At the same time, there is another good reason for adequately upgrading the machines: the ability to collect usable machine data that is required for analysis purposes – among other things, in order to be able to create forecasts, for example with regard to wear data. Based on this collected data, measures can then be derived, for example, for quality control and improvement or to optimize processes and thus reduce costs.

More monitoring, but greater need for IT security

This shows that the collection of data from existing machines – made possible by the sensors – is extremely relevant overall. The resulting benefit is in many respects beyond question. However, the potential can only be fully realized if an important aspect is taken into account: cyber security. Because with the increasing degree of digitization and networking, the risk of becoming a victim of a cyber attack increases. Companies need to be aware of this and make appropriate preparations, including analyzing their individual risk potential and reviewing the effectiveness of the IT protection measures they have taken.

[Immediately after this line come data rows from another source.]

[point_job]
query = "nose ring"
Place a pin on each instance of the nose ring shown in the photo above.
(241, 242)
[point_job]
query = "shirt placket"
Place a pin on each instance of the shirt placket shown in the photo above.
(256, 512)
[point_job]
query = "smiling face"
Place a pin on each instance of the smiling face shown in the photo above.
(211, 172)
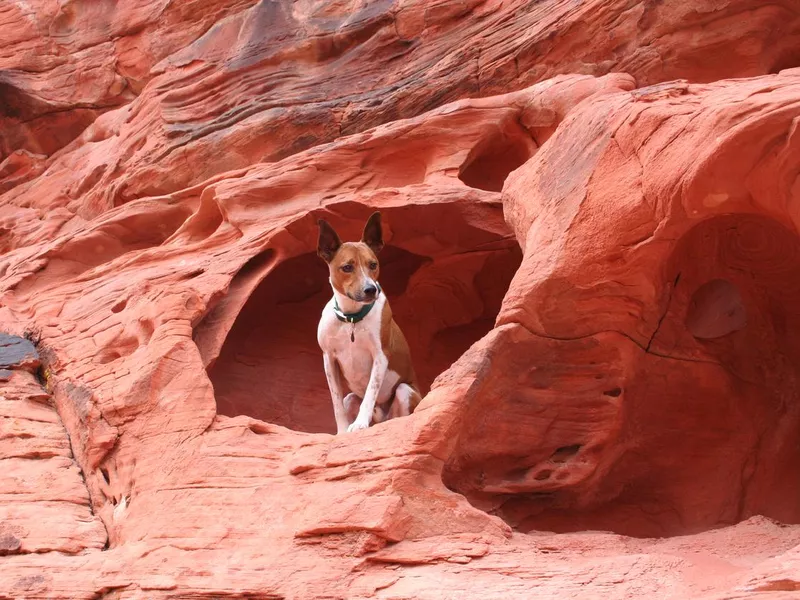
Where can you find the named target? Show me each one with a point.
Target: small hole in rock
(564, 453)
(119, 306)
(491, 161)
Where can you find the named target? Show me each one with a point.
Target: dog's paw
(357, 426)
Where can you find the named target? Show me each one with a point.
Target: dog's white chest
(354, 346)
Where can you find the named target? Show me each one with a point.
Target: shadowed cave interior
(445, 270)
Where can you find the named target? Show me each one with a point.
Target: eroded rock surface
(595, 267)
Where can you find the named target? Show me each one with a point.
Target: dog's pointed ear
(328, 242)
(373, 234)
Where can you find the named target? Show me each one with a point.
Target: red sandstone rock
(164, 259)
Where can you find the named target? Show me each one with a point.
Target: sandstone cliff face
(596, 266)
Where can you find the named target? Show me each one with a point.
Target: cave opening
(445, 271)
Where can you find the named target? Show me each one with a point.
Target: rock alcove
(445, 270)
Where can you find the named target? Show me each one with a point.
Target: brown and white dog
(364, 349)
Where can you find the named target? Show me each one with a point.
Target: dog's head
(353, 266)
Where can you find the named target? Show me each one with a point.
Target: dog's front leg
(333, 374)
(379, 366)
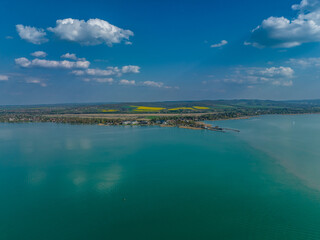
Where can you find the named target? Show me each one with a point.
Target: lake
(98, 182)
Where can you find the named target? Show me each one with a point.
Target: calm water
(94, 182)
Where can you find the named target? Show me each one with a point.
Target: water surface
(95, 182)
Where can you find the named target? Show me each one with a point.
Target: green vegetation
(188, 114)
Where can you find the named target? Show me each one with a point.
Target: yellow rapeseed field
(181, 108)
(147, 109)
(110, 110)
(201, 108)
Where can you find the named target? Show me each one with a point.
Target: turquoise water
(95, 182)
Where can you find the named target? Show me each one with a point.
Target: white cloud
(32, 34)
(99, 80)
(36, 81)
(72, 56)
(78, 72)
(39, 54)
(305, 62)
(24, 62)
(109, 71)
(130, 69)
(280, 76)
(91, 32)
(153, 84)
(127, 82)
(280, 32)
(101, 72)
(222, 43)
(280, 72)
(4, 78)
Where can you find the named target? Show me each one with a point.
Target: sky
(130, 51)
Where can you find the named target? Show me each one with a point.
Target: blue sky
(114, 51)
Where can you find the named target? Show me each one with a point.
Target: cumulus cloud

This starts with the (correct) handling of data. There is a wide range of IT security measures that are recommended to protect data. But before creating and implementing an appropriate IT protection concept, companies must not only recognize that they have extremely sensitive and valuable data, but also know exactly where it is generated. Only on the basis of the resulting findings can adequate decisions be made. For example, how the machines are to be accessed – even remotely – or how and where the data can be stored securely. In this context, I believe it is essential for companies to have mature data security guidelines in place and also a procedure for responding to incidents and crises.

With regard to data security, there are certain measures that must be at the forefront: One is to restrict access rights in such a way that only authorized employees are allowed to access IT systems and information in the course of performing their duties. This is because access rights that are too broad are always at the very top of the ranking of critical points of attack, as this increases the risks with regard to data theft enormously. Furthermore, user accounts and data that are no longer needed but still exist should be deleted, and passwords with no time limit should be well protected against attacks by cybercriminals.

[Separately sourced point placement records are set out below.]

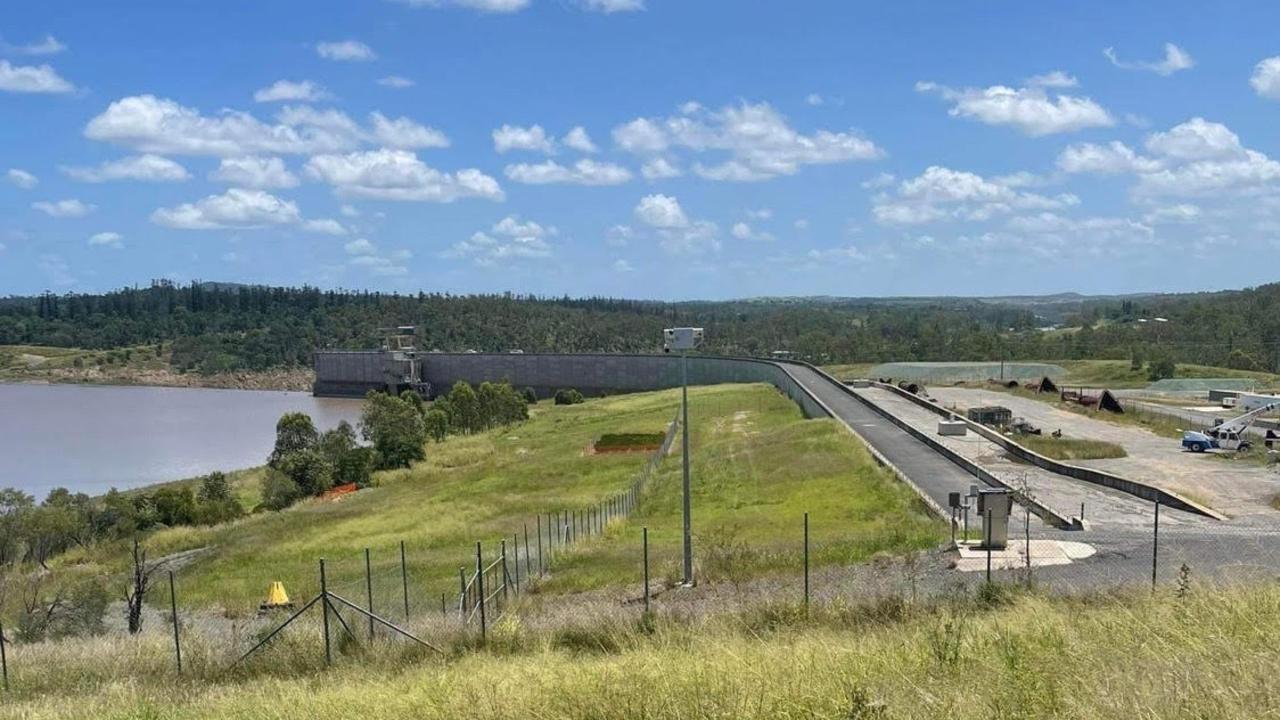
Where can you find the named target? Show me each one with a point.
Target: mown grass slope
(758, 466)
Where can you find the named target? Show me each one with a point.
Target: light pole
(685, 340)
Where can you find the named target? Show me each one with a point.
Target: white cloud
(881, 180)
(515, 137)
(32, 78)
(618, 236)
(236, 208)
(48, 46)
(1056, 78)
(1197, 140)
(1106, 159)
(1266, 78)
(346, 50)
(481, 5)
(1027, 109)
(613, 5)
(942, 194)
(368, 256)
(743, 231)
(403, 133)
(584, 172)
(758, 141)
(106, 240)
(252, 171)
(1251, 169)
(1175, 59)
(161, 126)
(64, 208)
(144, 168)
(661, 212)
(22, 178)
(698, 237)
(1180, 213)
(398, 174)
(516, 240)
(154, 124)
(360, 246)
(659, 168)
(640, 135)
(284, 90)
(579, 140)
(512, 226)
(397, 82)
(324, 226)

Of course, there are also basic IT security measures that are effective and relatively easy to implement: Network segmentation including the use of dedicated firewalls, encryption of data during transmission and storage, and authentication of employees and machines.

Ergo: Don’t let existing assets become a cyber risk

Whether everything was better in the past remains to be seen. In retrospect, there was of course a time when production machines were not vulnerable. But in the meantime, the circumstances have changed – and we have to accept that. This is one of the consequences, that due to the increasing complexity – which results not least from the fact that machines, network and IT technology of different generations are interconnected in a common IT environment – an appropriate protection of the production plants becomes increasingly indispensable. Or, to put it another way, the more digitization in production and manufacturing progresses, the more inadequate cyber security becomes a high risk.

This applies all the more to existing machines and systems that were not originally designed for integration into the network.

For this reason, it is essential to establish an adequate level of IT protection as quickly as possible – which is feasible thanks to the increasing availability of standard security products, as these can be integrated relatively easily.

What is retrofit?

In a retrofit an existing plant or a machine that has already been in use for a long time is retrofitted and improved with regard to requirements that now exist. This “modernization” of equipment is often a more cost-effective way of increasing energy efficiency, improving production quality, extending service life and meeting current legal requirements than purchasing new equipment. In addition, in many manufacturing operations, certain machines cannot be replaced but must be integrated into digitization measures, for example. Here, only a retrofit comes into question.